A Review of Occupational Licensing

This week the US Supreme Court is hearing arguments in the case of North Carolina Board of Dental Examiners v. Federal Trade Commission, addressing the questions of whether (or under what terms) state occupational licensing boards are immune from antitrust scrutiny. This is the case I referred to last week and linked to the preview of the arguments on SCOTUSblog.

Today I ran across a review of Morris Kleiner’s recent book, Stages of Occupational Regulation: Analysis of Case Studies, on Econ Journal Watch. Uwe Reinhardt (Princeton) provides a great overview of the general issue and Kleiner’s treatment of it. Below is the abstract of Reinhardt’s review:

The licensing of occupations—a very forceful intervention in markets—is pervasive and growing in modern economies. Yet the attention paid to it by economists and economics textbooks has been small. Highly welcome, therefore, has been the extensive and intensive work on this subject by Morris Kleiner. Kleiner’s latest book, titled Stages of Occupational Regulation: Analysis of Case Studies (2013), explores the progression of occupational regulation, from mere registration to certification to outright licensing—three distinct stages. Kleiner carefully selects for his analysis a series of occupations representing the stages of regulation, devoting a chapter to each occupation. He uses a variety of statistical approaches to tease out, from numerous databases, what the impact of mild to heavy regulation on labor markets appears to be.
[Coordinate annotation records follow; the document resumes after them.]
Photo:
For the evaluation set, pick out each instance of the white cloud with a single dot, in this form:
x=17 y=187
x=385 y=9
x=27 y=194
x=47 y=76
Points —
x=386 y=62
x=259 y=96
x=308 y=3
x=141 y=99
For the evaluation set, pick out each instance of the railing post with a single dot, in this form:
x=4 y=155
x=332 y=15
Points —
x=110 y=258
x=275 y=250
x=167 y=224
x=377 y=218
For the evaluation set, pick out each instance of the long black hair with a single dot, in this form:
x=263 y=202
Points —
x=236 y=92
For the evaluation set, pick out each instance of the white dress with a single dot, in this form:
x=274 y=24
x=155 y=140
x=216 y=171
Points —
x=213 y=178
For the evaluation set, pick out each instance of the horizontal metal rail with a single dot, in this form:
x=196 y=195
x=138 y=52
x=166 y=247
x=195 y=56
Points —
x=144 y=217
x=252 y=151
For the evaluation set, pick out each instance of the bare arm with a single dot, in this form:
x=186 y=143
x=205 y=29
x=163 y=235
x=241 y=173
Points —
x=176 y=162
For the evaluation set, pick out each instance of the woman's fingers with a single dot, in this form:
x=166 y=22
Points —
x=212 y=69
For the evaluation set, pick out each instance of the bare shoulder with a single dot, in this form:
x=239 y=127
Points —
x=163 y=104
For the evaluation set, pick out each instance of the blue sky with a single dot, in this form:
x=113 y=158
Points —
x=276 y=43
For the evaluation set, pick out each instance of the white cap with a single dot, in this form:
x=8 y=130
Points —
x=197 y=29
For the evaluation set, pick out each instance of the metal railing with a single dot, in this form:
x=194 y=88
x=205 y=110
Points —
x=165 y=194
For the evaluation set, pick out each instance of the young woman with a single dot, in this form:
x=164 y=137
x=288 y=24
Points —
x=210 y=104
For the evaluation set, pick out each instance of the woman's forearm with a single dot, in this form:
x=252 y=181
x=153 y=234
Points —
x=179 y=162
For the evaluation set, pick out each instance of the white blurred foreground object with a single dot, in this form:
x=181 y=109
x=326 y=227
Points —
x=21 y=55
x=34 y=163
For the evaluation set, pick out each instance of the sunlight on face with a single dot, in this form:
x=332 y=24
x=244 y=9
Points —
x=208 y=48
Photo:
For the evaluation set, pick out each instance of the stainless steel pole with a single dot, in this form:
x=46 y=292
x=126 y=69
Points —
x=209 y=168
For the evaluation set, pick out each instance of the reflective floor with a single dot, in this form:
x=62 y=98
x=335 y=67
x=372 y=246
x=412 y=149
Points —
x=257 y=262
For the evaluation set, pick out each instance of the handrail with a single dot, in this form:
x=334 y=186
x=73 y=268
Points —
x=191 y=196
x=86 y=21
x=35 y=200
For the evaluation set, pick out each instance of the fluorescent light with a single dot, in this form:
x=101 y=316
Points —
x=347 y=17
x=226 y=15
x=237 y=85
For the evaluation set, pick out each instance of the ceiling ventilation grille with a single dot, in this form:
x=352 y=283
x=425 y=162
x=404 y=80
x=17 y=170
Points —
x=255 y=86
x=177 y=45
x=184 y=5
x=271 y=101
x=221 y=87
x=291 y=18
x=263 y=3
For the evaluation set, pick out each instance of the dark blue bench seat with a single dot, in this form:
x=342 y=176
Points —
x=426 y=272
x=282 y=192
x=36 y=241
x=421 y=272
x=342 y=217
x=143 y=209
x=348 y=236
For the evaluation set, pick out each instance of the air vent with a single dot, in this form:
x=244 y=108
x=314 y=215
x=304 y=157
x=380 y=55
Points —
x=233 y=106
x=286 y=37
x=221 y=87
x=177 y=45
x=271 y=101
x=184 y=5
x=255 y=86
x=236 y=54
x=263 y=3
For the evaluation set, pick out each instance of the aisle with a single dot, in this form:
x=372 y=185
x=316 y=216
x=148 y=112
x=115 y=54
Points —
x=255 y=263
Kleiner’s work leads him to call for a pervasive review of occupational regulation in the United States, with a view towards replacing occupational licensure, which introduces the most inefficiency and welfare loss, with mere certification of occupations. That recommendation gains plausibility in an age where cheap computation and data mining makes it possible to protect consumers from low-quality and possibly dangerous services by providing robust, user-friendly information on the quality of services delivered by competing occupations, such as doctors and nurse practitioners.